You are viewing a plain text version of this content. The canonical link for it is here.
Posted to general@lucene.apache.org by Lee Goddard <le...@gmail.com> on 2014/06/10 17:08:37 UTC

indexing Guides? Indexing names

Could you recommend a good guide on constructing an index — analyzers, 
filters....

I've inherited a set-up that indexes company names. It does a great job 
on 1,000 names or so, but when I put in a million or more, it makes no 
sense.

My test search is searching 'A & B Household' to target 'A & B 
Households' — when I have a million records (of several tens of million 
to come), I see the name has an equal score to other names with 
different initials.

Is it possible to weight the individual initials as words?

Would you recommend employing a stemmer?

Thanks in anticipation
Lee

Re: indexing Guides?

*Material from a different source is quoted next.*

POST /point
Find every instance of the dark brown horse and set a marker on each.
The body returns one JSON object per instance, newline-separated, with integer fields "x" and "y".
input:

Indexing names

Posted by Lee <le...@gmail.com>.
On 10/06/2014 18:40, Ted Dunning wrote:
>
 > On Tue, Jun 10, 2014 at 8:08 AM, Lee Goddard <leegee@gmail.com
 > <ma...@gmail.com>> wrote:
 >
 > Is it possible to weight the individual initials as words?
 >
 > Would you recommend employing a stemmer?
 >
 >
 > Yes it is definitely possible.  But don't just use any stemmer.  You
 > need to adapt something so that you preserve initial letters and
 > likely uses heuristics such as possibly preserving case.

Am I going to have to write a parser in Java for that, or is it a matter 
of combing what is in the box? I've previously created indexes of photos 
(my own parser) and indexes of documents, but indexing a single company 
name is quite a new idea to me.

> You will also probably want to  include alternative forms in other
 > fields.  These would include nicknames, stock symbols and
 > abbreviations.

Not in this — it's simply an interface to find information held by the 
state on the affairs of a company, so the alternative forms are of the 
final element of the company registered name: it might be 'Limited' but 
people may search 'ltd', it may be 'SE' but people may search 'european'.

TIA
Lee

Re: indexing Guides? Indexing names

Posted by Ted Dunning <te...@gmail.com>.
On Tue, Jun 10, 2014 at 8:08 AM, Lee Goddard <le...@gmail.com> wrote:

> Is it possible to weight the individual initials as words?
>
> Would you recommend employing a stemmer?
>
>
Yes it is definitely possible.  But don't just use any stemmer.  You need
to adapt something so that you preserve initial letters and likely uses
heuristics such as possibly preserving case.

You will also probably want to include alternative forms in other fields.
 These would include nicknames, stock symbols and abbreviations.